Jung quite often addressed the contrasts of light and darkness in his writings, and as M. Holden pointed out, he agreed that “…we subdue the chaotic, uncontrollable elements of the natural world at the price of its fertility, just as we cast out the darkness in ourselves at the price of our own wholeness.” Jung found his interests in psychiatry and noted in his autobiography that among his friends, he encountered only resistance to the subject–a curious, hard resistance that amazed him, and wrote, “I had the feeling that I had pushed to the brink of the world; what was of burning interest to me was null and void for others, and even a cause of dread.” My own inclinations align more closely with philosophy, while being passionately interested in the cognitive science of consciousness. At the heart of the challenges in bringing these ideas together, is not so much the resistance that Jung spoke of, as it is the element of uncertainty, which is only truly possible to dispel and experience subjectively. There are certain aspects of human consciousness that can only be verified “experientially,” but not tested “empirically,” and there are also empirical studies being undertaken which can cast “light” on the subject of consciousness, that are not experienced directly. It is my belief, that when combined, these sometimes disparate elements could very well produce a more encompassing view.
“Without the darkness of the storm, the sun can call nothing to life.” – M. Holden.
There is no way I can get to where I need to go without finding out where that is.
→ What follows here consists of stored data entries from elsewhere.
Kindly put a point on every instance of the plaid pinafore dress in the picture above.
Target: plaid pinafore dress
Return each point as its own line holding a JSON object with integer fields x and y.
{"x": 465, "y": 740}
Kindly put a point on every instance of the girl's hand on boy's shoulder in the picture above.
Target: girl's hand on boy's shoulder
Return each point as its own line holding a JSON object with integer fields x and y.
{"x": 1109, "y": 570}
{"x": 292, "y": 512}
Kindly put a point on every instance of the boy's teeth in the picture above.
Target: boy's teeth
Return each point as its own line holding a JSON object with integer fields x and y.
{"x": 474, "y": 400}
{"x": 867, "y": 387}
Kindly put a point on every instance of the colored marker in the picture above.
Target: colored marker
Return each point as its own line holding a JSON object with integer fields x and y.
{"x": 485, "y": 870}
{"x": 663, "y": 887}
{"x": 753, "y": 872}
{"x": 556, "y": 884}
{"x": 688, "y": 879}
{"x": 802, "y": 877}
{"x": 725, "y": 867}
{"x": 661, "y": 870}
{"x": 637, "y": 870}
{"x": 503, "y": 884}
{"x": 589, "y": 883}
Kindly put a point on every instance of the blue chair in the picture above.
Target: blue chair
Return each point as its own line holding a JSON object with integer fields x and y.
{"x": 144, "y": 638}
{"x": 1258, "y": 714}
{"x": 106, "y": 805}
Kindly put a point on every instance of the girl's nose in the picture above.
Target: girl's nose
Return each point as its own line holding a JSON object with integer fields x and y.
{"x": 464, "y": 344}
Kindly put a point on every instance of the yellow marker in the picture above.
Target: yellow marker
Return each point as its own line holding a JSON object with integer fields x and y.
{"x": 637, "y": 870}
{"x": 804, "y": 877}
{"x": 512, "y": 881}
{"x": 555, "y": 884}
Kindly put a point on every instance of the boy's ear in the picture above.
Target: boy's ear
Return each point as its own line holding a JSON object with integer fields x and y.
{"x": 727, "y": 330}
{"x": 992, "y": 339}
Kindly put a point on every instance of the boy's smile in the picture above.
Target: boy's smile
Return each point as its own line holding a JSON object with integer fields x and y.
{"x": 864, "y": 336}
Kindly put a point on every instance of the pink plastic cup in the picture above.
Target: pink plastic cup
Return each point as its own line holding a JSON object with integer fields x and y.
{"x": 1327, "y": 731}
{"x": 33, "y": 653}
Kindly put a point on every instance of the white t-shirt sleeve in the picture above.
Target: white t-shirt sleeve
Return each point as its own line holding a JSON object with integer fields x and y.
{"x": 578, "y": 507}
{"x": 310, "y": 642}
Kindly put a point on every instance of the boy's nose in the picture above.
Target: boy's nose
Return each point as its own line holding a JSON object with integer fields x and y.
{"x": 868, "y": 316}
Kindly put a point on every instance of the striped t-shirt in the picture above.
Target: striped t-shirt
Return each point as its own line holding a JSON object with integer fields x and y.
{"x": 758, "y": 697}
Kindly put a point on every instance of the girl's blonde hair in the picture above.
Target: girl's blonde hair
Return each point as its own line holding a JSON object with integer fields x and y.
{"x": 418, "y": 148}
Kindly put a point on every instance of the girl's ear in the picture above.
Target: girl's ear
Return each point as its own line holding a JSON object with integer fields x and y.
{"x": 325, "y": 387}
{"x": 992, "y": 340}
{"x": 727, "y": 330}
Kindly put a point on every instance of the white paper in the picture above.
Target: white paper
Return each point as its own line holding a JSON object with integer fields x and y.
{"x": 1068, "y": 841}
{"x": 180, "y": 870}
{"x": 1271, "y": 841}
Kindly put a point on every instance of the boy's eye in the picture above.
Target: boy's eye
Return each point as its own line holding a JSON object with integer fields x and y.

My heart and mind tell me I am not there presently. I seem to find my footing for only brief periods, and even stand occasionally in the light from the distant star which is my destination. I see it in my dreams; I feel it in the swelling of emotion in my heart; I sense it in the longings that won’t go away; I hear it in the strains of music which touch me deeply for reasons difficult to articulate; it pours forth from me as I write passionately in moments of inspiration; it is buried deep within me, and it is as distant as the light from the heavens.